Startup Indonesia | Bisnis Online | Cara membuat toko online | Peluang Dan Ide Bisnis Online

RSS
new

Do’s & Don’ts : Penggunaan Twitter untuk Startup

Posted by & filed under Sales & Marketing.

Seperti yang kita ketahui, Twitter adalah Fenomena di Indonesia. Beberapa data menunjukan bahwa Indonesia adalah Negara dengan tingkat interaksi sangat luar biasa dalam penggunaan twitter. Ya itulah budaya Indonesia. Gemar berbagi opini serta gemar saling bersapa.

Hadirnya Twitter di tengah masyarakat Indonesia awalnya dikuasai oleh individu, hingga pada saat Brand melihat ini sebagai salah satu Komunikasi yang efektif untuk “masuk secara Halus” dalam percakapan sehari-hari konsumen. Brand berubah menjadi manusia dan kerap menciptakan percakapan yang secara halus berisi sebuah komunikasi pemasaran produk.

Bagi sebuah Startup, bisa jadi twitter adalah Tools andalan dalam menciptakan komunikasi pemasaran tahap awal kepada konsumen. Dengan keterbatasan biaya dan sumber daya Manusia, startup dapat tetap menggalang penyebaran informasi maksimal apabila mempergunakan Twitter dalam berkomunikasi dengan cara yang benar. Untuk itu, kita harus mengetahui apa yang harus dan apa yang justru dihindari dalam penggunaan Twitter sebagai media komunikasi dan pemasaran bagi startup:

 

1. Berkomunikasi Dua arah

Jangan berkomunikasi lewat twitter dengan masih memakai “Broadcast Mindset”. Justru dengan adanya Twitter, anda harusnya memfasilitasi komunikasi konsumen. Ciptakan komunikasi 2 arah yang memungkinkan terjadi keintiman yang melekat serta turut menjadi problem solver konsumen.

2. Berkarakter

Bangunlah karakter. Buatlah konsumen dapat menggambarkan Brand anda sebagai manusia dipikirannya. Hadirlah dengan konsistensi sifat, gaya bicara dan karakter konten. Apabila anda hadir tanpa karakter, tidak akan terbentuk kecenderungan menganggap bentuk komunikasi anda menarik. Dan lama-lama anda akan ditinggalkan.

3. Rencanakan Konten

Menjadi “manusia” dalam twitter bukan berarti anda boleh mencantumkan twit semaunya. Rencanakanlah Konten yang akan anda hadirkan. Selain memastikan Konten tersebut relevan, harus ada konsistensi dalam menghadirkan konten. Ini dapat diakali dengan membentuk semacam Rubrik harian atau mingguan yang disertai dengan Hashtag.

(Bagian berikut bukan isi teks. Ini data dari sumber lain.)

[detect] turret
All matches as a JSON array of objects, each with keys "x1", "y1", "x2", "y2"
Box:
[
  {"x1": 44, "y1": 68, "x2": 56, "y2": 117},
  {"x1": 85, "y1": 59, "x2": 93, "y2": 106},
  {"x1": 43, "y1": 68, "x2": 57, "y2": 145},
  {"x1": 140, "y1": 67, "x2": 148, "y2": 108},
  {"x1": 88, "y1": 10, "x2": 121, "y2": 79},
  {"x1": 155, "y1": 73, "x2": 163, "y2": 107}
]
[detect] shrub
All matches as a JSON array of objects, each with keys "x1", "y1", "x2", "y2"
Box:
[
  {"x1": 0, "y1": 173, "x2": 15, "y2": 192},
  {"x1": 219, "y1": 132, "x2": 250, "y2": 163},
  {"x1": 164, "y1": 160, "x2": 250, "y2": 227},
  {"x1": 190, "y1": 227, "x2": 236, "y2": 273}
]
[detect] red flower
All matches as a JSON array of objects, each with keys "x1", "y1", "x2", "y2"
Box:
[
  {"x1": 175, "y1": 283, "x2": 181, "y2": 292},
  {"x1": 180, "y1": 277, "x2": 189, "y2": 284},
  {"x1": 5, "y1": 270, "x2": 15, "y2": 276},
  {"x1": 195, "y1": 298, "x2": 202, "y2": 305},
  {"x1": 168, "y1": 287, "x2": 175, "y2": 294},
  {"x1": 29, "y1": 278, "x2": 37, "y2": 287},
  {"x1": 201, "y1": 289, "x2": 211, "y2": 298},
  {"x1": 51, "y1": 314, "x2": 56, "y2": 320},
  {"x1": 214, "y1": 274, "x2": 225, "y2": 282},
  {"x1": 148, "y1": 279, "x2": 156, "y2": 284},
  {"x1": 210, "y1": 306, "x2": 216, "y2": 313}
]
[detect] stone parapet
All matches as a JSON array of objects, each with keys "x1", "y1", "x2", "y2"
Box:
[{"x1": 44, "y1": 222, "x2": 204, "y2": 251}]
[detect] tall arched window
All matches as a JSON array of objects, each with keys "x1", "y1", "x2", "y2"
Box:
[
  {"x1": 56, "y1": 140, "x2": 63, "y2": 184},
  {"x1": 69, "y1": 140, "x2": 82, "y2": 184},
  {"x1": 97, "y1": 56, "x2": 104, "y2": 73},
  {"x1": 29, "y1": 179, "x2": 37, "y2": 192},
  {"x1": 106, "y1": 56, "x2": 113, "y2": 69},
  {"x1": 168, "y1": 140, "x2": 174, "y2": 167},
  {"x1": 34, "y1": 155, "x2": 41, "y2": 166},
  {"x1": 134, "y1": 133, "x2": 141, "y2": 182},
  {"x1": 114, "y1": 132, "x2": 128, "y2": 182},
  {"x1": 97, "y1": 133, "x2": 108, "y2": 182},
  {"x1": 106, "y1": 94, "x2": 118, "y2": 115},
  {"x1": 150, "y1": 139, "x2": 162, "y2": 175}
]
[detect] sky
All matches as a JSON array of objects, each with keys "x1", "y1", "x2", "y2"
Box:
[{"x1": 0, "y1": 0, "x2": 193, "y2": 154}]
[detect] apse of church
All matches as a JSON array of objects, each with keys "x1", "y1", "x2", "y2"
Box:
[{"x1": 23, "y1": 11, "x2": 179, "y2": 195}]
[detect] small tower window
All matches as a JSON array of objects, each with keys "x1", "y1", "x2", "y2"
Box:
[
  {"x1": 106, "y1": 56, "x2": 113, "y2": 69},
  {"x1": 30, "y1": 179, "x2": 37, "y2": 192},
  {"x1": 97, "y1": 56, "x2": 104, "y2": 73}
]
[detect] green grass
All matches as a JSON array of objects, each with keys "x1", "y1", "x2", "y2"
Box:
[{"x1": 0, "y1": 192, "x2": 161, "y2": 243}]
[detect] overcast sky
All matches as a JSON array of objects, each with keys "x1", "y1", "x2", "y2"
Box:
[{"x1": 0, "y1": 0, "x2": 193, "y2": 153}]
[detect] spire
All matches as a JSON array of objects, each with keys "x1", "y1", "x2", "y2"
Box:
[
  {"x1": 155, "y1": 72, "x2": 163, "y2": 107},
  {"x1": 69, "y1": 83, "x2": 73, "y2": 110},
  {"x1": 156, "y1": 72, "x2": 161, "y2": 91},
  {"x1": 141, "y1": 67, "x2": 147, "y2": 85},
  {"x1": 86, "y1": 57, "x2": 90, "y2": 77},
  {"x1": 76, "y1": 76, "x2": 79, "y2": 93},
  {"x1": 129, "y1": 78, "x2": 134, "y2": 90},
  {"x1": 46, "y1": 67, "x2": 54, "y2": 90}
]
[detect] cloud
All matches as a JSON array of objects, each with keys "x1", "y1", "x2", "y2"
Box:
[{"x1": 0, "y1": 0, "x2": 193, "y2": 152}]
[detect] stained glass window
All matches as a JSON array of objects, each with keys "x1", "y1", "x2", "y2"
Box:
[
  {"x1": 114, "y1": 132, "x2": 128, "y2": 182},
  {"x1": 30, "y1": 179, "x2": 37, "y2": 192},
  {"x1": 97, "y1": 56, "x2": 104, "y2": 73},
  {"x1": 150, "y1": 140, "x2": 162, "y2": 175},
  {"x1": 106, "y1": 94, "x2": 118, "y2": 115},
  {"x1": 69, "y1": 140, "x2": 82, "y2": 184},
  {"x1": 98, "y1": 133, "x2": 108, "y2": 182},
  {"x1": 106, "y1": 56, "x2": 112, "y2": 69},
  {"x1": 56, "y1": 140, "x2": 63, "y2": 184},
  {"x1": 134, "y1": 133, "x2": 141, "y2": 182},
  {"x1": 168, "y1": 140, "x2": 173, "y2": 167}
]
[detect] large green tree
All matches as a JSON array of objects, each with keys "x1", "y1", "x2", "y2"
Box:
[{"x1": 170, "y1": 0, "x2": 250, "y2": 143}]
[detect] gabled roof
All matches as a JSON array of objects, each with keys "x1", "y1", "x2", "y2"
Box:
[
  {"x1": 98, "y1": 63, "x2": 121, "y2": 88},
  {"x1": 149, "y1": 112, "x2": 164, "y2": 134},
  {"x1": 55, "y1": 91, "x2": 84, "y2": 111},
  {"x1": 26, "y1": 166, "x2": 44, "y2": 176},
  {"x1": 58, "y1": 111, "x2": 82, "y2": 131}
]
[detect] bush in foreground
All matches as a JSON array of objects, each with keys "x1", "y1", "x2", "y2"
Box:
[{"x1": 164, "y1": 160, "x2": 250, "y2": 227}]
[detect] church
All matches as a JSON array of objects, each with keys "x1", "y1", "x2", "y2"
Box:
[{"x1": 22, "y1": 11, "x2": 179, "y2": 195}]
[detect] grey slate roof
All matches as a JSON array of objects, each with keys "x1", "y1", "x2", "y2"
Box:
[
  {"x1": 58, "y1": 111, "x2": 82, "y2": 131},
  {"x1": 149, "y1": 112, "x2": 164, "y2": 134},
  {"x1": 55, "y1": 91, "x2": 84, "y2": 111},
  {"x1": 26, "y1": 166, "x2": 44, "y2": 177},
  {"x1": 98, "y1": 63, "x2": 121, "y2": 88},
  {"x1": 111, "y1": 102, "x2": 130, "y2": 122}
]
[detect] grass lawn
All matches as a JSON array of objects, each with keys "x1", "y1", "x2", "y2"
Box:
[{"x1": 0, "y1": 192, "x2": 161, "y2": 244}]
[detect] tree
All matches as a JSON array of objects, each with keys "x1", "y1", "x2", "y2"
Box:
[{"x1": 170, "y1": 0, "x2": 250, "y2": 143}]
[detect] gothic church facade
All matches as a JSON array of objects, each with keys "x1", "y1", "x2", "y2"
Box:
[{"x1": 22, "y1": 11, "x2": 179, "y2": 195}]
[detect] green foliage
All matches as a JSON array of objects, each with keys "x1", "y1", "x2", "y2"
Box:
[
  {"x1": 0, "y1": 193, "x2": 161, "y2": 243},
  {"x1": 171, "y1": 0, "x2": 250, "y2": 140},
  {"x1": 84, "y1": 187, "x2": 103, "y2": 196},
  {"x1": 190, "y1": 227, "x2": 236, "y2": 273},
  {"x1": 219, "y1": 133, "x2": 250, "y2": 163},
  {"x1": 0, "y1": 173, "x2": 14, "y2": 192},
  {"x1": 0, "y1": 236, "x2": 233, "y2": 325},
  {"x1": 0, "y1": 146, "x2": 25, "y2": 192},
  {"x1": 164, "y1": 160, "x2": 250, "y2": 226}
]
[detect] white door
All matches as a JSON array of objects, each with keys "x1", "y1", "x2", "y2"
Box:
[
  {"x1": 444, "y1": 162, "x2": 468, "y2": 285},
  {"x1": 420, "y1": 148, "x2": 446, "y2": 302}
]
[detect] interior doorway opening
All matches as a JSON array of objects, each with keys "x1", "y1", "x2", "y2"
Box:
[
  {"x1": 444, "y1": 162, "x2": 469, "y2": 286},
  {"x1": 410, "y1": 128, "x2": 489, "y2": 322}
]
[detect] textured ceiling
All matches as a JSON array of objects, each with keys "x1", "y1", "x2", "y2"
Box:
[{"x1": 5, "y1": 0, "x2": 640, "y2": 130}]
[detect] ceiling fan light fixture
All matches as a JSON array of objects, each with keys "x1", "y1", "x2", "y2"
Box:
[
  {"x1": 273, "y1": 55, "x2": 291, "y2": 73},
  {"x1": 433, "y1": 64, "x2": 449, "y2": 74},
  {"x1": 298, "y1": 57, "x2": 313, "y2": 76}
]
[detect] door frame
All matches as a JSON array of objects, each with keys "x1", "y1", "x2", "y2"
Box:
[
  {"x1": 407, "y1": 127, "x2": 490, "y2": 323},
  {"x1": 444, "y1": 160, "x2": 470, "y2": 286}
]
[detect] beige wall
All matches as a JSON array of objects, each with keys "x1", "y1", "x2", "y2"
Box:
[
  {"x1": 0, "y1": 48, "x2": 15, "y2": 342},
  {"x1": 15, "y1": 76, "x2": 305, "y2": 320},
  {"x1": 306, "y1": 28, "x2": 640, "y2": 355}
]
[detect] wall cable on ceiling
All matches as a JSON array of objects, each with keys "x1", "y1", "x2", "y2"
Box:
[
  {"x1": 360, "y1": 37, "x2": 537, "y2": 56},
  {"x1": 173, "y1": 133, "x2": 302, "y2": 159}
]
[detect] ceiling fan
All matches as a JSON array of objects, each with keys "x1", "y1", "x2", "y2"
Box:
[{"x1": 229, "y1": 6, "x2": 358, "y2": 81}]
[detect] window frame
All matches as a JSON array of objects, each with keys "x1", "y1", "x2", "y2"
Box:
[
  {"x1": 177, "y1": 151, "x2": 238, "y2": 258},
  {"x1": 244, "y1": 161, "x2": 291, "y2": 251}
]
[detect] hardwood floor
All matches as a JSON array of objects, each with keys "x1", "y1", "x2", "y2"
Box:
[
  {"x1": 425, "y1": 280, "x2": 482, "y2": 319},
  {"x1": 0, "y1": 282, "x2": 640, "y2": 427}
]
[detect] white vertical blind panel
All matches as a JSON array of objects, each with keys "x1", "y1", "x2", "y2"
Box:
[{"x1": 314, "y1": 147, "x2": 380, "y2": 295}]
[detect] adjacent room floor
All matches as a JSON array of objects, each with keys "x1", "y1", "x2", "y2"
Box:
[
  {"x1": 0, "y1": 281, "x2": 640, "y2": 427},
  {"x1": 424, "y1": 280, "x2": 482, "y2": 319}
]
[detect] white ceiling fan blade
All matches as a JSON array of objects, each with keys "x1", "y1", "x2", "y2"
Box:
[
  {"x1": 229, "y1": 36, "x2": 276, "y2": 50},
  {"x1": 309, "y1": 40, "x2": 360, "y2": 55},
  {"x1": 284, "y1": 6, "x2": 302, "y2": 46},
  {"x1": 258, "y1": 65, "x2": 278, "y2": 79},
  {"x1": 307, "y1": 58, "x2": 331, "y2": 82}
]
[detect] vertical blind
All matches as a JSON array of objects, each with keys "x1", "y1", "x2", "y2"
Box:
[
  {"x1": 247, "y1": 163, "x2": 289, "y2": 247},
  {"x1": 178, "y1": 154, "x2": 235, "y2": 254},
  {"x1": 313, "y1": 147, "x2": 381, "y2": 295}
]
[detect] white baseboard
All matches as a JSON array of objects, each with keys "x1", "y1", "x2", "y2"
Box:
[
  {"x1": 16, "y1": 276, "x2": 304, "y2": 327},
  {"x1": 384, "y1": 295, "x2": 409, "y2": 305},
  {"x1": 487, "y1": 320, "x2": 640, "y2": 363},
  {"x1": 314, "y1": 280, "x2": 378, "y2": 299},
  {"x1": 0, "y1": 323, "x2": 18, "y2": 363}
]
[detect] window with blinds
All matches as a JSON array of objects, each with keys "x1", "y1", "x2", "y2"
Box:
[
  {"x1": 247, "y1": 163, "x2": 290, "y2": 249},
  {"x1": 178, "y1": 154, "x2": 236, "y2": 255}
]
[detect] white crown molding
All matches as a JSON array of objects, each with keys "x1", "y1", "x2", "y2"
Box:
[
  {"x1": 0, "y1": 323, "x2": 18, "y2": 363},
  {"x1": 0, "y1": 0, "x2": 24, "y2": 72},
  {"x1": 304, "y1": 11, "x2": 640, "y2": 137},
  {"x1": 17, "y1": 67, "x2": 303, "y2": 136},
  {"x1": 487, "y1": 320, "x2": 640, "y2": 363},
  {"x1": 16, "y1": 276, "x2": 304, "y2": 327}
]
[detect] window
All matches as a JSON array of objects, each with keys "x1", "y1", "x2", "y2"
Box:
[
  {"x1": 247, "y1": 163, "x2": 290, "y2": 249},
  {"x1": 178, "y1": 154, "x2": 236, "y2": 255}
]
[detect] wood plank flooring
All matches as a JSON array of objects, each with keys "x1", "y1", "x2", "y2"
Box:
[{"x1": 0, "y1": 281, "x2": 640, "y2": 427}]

4. Menganalisis Perkembangan

Walaupun Twitter adalah salah satu alat komunikasi pemasaran, tetapi menghadirkan target adalah kewajiban. Analisislah perkembangan Twitter anda (terkait dengan Karakter respon, mention, RT, jumlah Follower dan lain-lain). Pelajari perkembangannya apabila sukses atau malah mengecewakan. Berilah target perkembangan. Karena semakin besar pengikut anda, semakin besar eksposur yang anda terima setiap anda menghadirkan informasi terkait dengan startup anda.

5. Responsif, Bukan Reaktif.

Twitter adalah media komunikasi yang cenderung bebas. Hal ini memungkinkan untuk setiap orang berkata apapun. Meski itu baik atau buruk. Pada suatu kasus, kesalahan kecil yang anda perbuat dapat membesar dengan sangat hebat di Twitter. Ingat untuk Responsif, pelajari dan pahami kesalahan. Klarifikasi sebuah kesalahan berdasarkan seberapa besar dampak yang sedang terjadi. Komunikasikan dengan tetap tenang dan berujung kepada sebuah perbaikan. Hindari ngotot, berucap keras, menantang balik atau melakukan hal kekanak-kanakan. Ingat anda sedang menjadi sebuah brand, menjadi reaktif berlebihan hanya akan membuat anda semakin diserang.